[clug] Anyone want to give a talk for this week's PSIG meeting?

Tue Mar 11 03:09:06 MDT 2014

-----BEGIN PGP SIGNED MESSAGE-----
Hash: SHA1

On 10/03/14 09:00, Paul Wayper wrote:
> Hi,
> 
> Currently there is no talk scheduled for this week's PSIG meeting.
> 
> If you'd like to give a talk at this week's meeting, or a future
> meeting, please drop me a line.

I've got a topic of my own I'd like to ask people about, if that's OK...

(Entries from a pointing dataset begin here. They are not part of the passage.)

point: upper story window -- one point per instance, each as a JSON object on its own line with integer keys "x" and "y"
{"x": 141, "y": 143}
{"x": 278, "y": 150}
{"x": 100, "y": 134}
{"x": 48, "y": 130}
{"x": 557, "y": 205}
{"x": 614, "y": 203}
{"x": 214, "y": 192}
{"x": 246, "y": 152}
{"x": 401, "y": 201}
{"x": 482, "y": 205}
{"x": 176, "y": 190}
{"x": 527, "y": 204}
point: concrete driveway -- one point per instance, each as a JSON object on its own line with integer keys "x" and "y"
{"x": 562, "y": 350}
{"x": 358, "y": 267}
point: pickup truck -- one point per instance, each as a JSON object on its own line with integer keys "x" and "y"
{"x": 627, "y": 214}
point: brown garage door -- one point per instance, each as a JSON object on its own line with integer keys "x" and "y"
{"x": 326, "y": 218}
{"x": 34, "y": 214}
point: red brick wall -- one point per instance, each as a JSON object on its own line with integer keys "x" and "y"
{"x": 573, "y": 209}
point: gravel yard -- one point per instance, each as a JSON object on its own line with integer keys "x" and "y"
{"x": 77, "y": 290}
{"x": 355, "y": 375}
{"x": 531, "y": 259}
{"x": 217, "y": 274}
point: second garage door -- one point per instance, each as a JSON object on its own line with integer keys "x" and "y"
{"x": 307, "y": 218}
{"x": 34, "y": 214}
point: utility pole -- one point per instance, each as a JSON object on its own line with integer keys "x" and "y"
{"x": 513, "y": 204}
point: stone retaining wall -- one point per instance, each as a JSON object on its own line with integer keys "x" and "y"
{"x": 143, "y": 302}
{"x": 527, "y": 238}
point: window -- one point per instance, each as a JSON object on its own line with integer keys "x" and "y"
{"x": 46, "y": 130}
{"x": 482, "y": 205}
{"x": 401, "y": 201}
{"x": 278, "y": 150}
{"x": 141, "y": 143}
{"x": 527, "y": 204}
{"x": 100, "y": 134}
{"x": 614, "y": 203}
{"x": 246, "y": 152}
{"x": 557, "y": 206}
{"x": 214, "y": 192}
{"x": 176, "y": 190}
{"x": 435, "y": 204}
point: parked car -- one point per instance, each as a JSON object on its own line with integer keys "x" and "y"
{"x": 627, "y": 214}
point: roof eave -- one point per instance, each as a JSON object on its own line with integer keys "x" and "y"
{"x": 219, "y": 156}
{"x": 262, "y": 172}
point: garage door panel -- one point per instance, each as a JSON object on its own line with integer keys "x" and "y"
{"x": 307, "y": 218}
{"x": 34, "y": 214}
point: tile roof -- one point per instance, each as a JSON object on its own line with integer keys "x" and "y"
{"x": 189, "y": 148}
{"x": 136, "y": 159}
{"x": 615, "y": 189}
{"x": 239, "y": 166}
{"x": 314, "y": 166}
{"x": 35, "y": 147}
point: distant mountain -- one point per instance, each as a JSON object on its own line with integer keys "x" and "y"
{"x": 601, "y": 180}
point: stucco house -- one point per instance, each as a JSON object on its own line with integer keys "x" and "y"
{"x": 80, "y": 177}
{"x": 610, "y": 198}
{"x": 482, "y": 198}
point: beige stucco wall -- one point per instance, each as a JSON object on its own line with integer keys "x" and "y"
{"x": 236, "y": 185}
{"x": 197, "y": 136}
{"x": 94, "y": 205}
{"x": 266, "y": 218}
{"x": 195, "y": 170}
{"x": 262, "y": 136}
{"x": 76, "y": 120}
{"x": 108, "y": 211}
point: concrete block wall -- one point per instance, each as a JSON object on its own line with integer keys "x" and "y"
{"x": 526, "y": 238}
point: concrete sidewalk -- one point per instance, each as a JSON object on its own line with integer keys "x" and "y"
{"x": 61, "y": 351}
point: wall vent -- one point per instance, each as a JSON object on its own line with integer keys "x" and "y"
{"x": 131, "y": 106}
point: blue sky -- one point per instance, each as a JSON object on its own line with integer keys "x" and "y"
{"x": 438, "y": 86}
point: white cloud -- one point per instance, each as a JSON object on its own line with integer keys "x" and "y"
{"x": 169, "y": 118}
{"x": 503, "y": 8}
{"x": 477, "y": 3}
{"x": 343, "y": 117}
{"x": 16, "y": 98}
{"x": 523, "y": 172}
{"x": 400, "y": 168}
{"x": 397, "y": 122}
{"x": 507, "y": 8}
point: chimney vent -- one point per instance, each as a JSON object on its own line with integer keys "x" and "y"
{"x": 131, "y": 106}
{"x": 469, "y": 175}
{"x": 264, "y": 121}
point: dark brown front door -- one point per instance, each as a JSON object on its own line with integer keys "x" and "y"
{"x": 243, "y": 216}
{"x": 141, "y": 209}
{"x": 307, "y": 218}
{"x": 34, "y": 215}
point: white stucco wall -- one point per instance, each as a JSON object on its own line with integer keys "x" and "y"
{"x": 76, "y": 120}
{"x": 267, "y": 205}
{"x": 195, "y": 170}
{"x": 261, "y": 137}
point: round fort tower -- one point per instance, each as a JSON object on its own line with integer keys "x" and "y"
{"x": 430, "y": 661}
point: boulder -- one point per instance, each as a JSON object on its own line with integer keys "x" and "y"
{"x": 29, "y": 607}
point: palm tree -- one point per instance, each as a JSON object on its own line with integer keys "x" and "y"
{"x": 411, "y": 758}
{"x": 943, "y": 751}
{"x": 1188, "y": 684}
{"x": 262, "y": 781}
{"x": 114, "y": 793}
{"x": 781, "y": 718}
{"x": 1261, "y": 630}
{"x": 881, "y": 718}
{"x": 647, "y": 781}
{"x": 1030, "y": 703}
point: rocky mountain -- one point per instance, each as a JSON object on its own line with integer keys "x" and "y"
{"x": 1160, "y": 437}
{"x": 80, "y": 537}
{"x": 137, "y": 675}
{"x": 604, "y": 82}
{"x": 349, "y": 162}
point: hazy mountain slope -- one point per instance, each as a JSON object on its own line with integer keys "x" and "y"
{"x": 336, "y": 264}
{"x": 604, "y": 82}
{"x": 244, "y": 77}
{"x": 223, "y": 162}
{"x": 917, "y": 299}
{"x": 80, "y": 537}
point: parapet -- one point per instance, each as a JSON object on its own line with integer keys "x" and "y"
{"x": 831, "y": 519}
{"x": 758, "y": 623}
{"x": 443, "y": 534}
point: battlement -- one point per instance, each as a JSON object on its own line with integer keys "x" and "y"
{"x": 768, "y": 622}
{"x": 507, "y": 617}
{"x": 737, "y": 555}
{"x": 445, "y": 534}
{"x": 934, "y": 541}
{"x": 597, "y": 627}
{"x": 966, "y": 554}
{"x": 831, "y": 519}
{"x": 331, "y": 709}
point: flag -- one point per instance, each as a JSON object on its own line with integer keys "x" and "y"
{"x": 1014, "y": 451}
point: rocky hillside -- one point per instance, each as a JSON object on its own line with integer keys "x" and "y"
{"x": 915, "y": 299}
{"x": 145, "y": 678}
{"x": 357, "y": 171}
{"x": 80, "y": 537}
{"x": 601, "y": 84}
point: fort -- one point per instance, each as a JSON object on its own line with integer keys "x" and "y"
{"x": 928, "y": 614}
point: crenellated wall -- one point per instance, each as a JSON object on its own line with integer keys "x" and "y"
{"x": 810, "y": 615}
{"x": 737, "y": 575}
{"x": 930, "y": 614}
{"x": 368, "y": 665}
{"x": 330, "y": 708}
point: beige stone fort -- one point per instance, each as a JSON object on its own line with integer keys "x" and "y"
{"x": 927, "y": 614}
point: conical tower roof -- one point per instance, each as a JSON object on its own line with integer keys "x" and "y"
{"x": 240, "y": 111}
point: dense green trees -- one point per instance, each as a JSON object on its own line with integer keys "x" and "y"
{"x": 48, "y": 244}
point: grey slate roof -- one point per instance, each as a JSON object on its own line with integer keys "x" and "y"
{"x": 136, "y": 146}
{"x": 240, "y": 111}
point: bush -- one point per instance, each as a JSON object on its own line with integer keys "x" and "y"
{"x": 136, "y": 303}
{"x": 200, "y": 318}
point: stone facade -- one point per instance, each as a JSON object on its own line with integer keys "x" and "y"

There are lots of situations where a program needs to make a relatively
small change to a file that involves adding or deleting data.  The obvious
one is changing metadata information inside a music or video file, but even
standard operations like document editing, applying patches to text files,
editing graphics or audio files and more do this basic process of inserting
or removing data within a file.

And yet it's not something that is supported by the file system.  This is
basically a historic legacy - most file systems are basically optimised to
write fixed-length blocks of data, usually 512 bytes but increasingly 4096
bytes.  It's easy to pass this problem onto user-space.  It's also easier to
write your file system like this when you have 128kb of memory to fit your
operating system and user-space into.

The usual way of solving this is to read your file into memory, alter it
there, and write a new one out.  In the process, you can accidentally
overwrite your only copy of your data with something that's junk, you can be
fooled into overwriting something that shouldn't be touched (e.g.
/etc/passwd), and you can leave temporary files around and not get to delete
them.  It also means that each user-space program that does this kind of
process - and, when you think about it, there are an awful lot of them - has
to re-implement this process again.  While inventing the wheel is fun, and
each one might optimise its operations to its own workload, it means that we
keep debugging the same problems.

As a proof of concept, I wanted to make a generic library that would provide
an interface to a truly random access file structure.  You could read,
insert, overwrite and delete arbitrary data from arbitrary places in the
file.  Underneath, the library keeps a track of where all these chunks of
information are in an actual file.  The on-disk format may look nothing like
the raw data you see if reading the file from start to finish, but that's OK
- - the program using the library is essentially saying "you handle the actual
storage, I'll just put data in where I like".  It's no different,
conceptually, from a bitmap not necessarily being rows of columns of pixels
in RGB format.

What I'd like to do at the PSIG meeting is talk about what kind of
operations could be supported by this library, how the underlying storage
might work and what limitations I'm going to have to overcome.

Any interest in this?

Have fun,

Paul
-----BEGIN PGP SIGNATURE-----
Version: GnuPG v1
Comment: Using GnuPG with Thunderbird - http://www.enigmail.net/

iEYEARECAAYFAlMe0rIACgkQu7W0U8VsXYL/KACgpP4VUcXVwTPv/LT1vfWFsmR6
vrwAnjKbQ/6adSzfzPFmtor/fsTBAaYr
=jVd4
-----END PGP SIGNATURE-----